Может, я просто ужасно неблагодарный. Но отделаться от ощущения, что она нарочно организовала этот замкнутый круг из вины и обязательств, я не могу. По-моему, ей хотелось заманить меня в ловушку, заставить самого разрушить наши отношения. Тогда она смогла бы свалить вину на меня. Чем дольше я у нее жил, тем больше чувствовал себя ей обязанным. И тем больше ненавидел ее. Чем больше я ее ненавидел, тем труднее мне было притворяться в постели. Чем больше я от нее отдалялся, тем более агрессивно она себя вела и тем больше обижалась. Чем больше она обижалась, тем более виноватым я себя ощущал. И т. д. и т. п.

Просто удивительно, как быстро разрушаются отношения. Бог знает сколько времени я и представить себе не мог рядом с собой кого-то, кроме Мэрилин. Но теперь мне было с чем сравнивать. Мы с Самантой разговаривали, и на душе становилось легче. Я любил больше и себя, и весь мир. Оптимисткой ее назвать было трудно. Саманта чаще других видела, какие ужасные вещи вытворяют люди. Но она искренне верила: надо бороться, только в борьбе можно остаться человеком. Верила в то, что у правых дел и неправых нет срока хранения. Что пять убитых мальчиков стоят пропущенных обедов и вечеров, проведенных в обществе не слишком приятного ей человека. Она была истинной дочерью своего отца. Вы ведь знаете, как я к нему относился.

Я поражался тому, как мы общались с Мэрилин, как с удовольствием подкалывали друг друга. Ирония хороша, но в меру и вовремя. Нельзя все время шпынять людей. Мне очень не нравилось, что я не мог припомнить ни одного нашего серьезного разговора. Мы провели вместе семь лет. Семь лет мы ужинали, занимались сексом, ходили на вечеринки. Нас все обсуждали, о нас сплетничали. Теперь эти отношения казались мне совершенно пустыми, искусственными. Я так боялся показаться дураком! Насколько хорошо она меня знала? Насколько хорошо я сам себя знал? Так отношения не строятся. И не отношения это вовсе.
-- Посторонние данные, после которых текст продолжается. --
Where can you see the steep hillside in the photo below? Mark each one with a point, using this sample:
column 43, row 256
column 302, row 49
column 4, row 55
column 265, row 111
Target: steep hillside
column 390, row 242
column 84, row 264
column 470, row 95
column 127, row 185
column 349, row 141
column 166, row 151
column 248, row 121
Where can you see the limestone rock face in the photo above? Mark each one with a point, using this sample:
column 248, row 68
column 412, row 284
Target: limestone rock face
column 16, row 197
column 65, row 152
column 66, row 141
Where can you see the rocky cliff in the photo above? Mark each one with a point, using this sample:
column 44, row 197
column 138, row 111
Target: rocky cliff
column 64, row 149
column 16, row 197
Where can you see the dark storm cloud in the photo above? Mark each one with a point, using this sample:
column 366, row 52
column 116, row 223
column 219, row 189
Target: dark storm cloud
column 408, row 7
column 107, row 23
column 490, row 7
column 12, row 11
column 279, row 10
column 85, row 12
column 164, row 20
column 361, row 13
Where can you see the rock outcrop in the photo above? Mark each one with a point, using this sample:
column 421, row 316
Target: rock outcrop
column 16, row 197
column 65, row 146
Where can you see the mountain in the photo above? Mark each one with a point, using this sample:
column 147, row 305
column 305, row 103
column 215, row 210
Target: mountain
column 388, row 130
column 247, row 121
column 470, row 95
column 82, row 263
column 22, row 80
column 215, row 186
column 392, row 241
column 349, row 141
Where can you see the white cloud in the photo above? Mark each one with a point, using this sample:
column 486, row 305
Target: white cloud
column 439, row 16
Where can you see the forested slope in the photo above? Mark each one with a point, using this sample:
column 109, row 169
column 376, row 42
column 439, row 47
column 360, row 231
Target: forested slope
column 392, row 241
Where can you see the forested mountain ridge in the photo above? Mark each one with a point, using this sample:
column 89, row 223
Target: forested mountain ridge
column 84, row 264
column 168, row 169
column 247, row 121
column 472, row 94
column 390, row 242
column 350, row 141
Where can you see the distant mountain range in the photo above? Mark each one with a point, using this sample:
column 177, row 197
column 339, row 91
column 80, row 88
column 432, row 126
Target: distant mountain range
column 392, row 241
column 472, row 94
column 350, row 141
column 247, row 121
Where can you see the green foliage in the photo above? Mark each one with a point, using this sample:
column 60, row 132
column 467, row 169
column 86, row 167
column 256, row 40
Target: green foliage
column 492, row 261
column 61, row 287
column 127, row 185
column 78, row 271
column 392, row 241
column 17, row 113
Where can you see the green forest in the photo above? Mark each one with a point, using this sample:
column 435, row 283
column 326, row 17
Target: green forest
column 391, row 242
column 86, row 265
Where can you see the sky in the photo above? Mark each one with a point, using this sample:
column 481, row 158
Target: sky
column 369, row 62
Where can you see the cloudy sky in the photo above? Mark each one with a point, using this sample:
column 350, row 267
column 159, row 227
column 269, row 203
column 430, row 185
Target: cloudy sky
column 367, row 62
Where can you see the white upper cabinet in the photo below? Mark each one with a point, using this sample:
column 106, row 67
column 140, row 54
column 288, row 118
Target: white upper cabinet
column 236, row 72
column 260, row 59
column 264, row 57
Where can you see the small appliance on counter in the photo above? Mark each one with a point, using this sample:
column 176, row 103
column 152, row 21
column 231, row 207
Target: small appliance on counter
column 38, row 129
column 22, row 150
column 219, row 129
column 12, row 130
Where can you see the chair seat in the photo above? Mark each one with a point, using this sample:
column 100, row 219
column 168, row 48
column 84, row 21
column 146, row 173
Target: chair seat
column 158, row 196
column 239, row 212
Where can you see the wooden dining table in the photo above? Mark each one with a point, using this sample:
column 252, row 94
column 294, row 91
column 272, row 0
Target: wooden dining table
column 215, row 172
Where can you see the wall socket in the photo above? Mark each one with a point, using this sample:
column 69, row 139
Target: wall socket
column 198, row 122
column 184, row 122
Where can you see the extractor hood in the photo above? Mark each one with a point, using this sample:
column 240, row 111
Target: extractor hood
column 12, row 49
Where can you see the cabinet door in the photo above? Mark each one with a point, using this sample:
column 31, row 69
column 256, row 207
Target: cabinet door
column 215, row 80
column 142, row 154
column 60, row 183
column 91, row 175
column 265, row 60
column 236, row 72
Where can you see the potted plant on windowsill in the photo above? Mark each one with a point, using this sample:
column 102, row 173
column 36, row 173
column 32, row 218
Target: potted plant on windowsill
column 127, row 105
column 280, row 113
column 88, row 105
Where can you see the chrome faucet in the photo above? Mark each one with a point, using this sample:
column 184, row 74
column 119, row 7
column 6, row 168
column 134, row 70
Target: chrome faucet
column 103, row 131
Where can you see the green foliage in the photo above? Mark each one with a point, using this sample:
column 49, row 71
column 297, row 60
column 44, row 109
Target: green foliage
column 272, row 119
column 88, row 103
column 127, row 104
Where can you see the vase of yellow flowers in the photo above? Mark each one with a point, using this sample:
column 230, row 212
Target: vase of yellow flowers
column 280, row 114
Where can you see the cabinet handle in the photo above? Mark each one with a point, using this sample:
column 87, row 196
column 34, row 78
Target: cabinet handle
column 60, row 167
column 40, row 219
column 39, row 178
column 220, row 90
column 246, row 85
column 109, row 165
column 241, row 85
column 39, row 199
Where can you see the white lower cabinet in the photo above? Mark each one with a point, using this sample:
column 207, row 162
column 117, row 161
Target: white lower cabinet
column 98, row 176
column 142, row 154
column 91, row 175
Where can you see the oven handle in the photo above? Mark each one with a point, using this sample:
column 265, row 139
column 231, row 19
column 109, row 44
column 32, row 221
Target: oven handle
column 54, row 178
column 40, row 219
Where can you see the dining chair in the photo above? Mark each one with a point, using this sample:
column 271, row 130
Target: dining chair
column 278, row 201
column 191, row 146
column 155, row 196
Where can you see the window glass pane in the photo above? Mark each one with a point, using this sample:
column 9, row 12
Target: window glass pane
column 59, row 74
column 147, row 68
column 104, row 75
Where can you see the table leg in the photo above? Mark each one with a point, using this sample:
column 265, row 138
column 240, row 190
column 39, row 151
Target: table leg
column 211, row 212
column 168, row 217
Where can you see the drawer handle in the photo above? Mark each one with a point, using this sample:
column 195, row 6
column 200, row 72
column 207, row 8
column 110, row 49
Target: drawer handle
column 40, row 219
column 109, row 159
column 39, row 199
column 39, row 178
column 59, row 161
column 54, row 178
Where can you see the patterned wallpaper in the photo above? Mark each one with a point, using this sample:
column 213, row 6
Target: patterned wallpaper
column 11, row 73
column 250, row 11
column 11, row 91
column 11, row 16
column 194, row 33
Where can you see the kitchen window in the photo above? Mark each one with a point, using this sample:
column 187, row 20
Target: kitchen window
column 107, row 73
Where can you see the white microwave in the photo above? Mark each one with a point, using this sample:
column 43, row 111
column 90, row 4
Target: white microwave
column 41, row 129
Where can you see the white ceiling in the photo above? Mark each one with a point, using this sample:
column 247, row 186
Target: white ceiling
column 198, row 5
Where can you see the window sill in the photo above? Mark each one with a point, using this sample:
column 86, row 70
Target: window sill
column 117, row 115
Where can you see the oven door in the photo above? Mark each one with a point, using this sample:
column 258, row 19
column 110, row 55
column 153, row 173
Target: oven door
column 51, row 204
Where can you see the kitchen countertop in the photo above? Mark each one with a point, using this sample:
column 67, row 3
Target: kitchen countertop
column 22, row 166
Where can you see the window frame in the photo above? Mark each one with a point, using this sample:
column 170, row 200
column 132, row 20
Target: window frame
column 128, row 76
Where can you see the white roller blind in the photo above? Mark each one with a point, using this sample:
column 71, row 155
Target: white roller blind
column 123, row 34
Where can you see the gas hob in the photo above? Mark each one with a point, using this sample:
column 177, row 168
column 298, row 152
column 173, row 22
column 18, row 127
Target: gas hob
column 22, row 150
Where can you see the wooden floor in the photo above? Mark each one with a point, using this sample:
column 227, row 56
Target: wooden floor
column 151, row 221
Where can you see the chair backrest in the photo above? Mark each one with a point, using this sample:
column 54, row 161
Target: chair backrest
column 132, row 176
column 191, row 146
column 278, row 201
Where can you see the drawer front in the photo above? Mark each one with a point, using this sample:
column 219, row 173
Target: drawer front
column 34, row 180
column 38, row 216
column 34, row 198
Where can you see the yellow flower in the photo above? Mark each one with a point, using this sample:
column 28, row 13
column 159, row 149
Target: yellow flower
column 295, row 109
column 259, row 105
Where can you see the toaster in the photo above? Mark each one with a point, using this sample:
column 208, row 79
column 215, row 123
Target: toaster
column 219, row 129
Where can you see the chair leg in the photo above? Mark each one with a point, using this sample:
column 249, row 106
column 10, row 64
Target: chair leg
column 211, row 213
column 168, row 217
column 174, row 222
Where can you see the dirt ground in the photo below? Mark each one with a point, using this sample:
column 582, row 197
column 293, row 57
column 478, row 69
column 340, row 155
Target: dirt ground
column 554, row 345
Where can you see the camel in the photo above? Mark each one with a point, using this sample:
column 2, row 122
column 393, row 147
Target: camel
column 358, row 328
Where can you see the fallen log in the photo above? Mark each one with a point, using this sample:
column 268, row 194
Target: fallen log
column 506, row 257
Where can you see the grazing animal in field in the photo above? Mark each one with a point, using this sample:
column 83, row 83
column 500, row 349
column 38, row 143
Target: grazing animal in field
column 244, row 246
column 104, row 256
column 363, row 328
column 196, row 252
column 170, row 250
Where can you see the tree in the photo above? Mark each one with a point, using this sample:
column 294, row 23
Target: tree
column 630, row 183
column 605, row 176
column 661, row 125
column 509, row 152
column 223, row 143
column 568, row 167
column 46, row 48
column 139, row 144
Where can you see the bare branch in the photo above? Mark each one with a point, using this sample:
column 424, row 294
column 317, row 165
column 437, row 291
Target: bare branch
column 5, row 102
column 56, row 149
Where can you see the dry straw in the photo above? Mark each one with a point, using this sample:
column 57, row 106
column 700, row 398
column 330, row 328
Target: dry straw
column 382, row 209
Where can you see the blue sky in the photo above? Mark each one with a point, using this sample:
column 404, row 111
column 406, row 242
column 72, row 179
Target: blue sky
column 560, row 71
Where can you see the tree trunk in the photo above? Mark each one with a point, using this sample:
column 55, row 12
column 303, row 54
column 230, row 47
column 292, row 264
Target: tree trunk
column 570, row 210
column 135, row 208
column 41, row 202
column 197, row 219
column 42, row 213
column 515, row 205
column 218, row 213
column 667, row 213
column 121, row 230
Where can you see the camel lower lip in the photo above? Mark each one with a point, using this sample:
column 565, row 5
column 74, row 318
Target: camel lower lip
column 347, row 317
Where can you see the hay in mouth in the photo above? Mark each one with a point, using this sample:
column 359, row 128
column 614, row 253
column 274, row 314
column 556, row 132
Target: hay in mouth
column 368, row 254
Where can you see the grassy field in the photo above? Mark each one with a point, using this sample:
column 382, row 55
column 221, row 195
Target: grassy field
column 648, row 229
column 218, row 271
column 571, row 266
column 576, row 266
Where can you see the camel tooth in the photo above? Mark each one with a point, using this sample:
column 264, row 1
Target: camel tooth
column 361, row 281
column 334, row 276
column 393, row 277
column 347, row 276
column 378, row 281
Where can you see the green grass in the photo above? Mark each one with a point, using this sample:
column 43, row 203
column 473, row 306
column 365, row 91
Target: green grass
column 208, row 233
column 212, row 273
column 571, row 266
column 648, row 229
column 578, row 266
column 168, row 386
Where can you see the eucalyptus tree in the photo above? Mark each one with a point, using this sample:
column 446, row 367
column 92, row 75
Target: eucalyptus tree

Ужин в День благодарения превратился в кошмар. Мы постоянно переругивались через стол. Остальные гости Мэрилин, в основном искусствоведы и художники, пытались как-то оживить беседу и отвлечь нас. Мэрилин напилась и стала рассказывать мерзкие истории про своего бывшего мужа. Мерзкие – не то слово. Она издевалась над его вялой эрекцией, над его привычкой разговаривать во время секса, над тремя его дочерьми-идиотками, неспособными даже школьные тесты сдать как следует, так что папочке пришлось давать взятки всем и каждому, лишь бы его чад взяли в университет. Громоздила одну унизительную подробность на другую и все время смотрела на меня. Если бы кто-то вошел в комнату в тот момент, он бы решил, что я и есть тот самый незадачливый супруг. Наконец терпение мое лопнуло.

– Хватит, – сказал я.

Она повернула голову:

– Тебе скучно это слушать?

Я не ответил.

– Скучно?

Я не сдержался:

– И не мне одному.

Она улыбнулась:

– Чудесно. Тогда предложи другую тему.

Я извинился и вышел из-за стола.

На следующий день я поднялся рано. Мэрилин еще не вставала, ее, должно быть, мучило похмелье. На это я и рассчитывал. Исааку я сказал, что его услуги мне больше не понадобятся. Собрал пожитки и спустился вниз ловить такси. Домой. Вещи из «Барниз» я оставил себе.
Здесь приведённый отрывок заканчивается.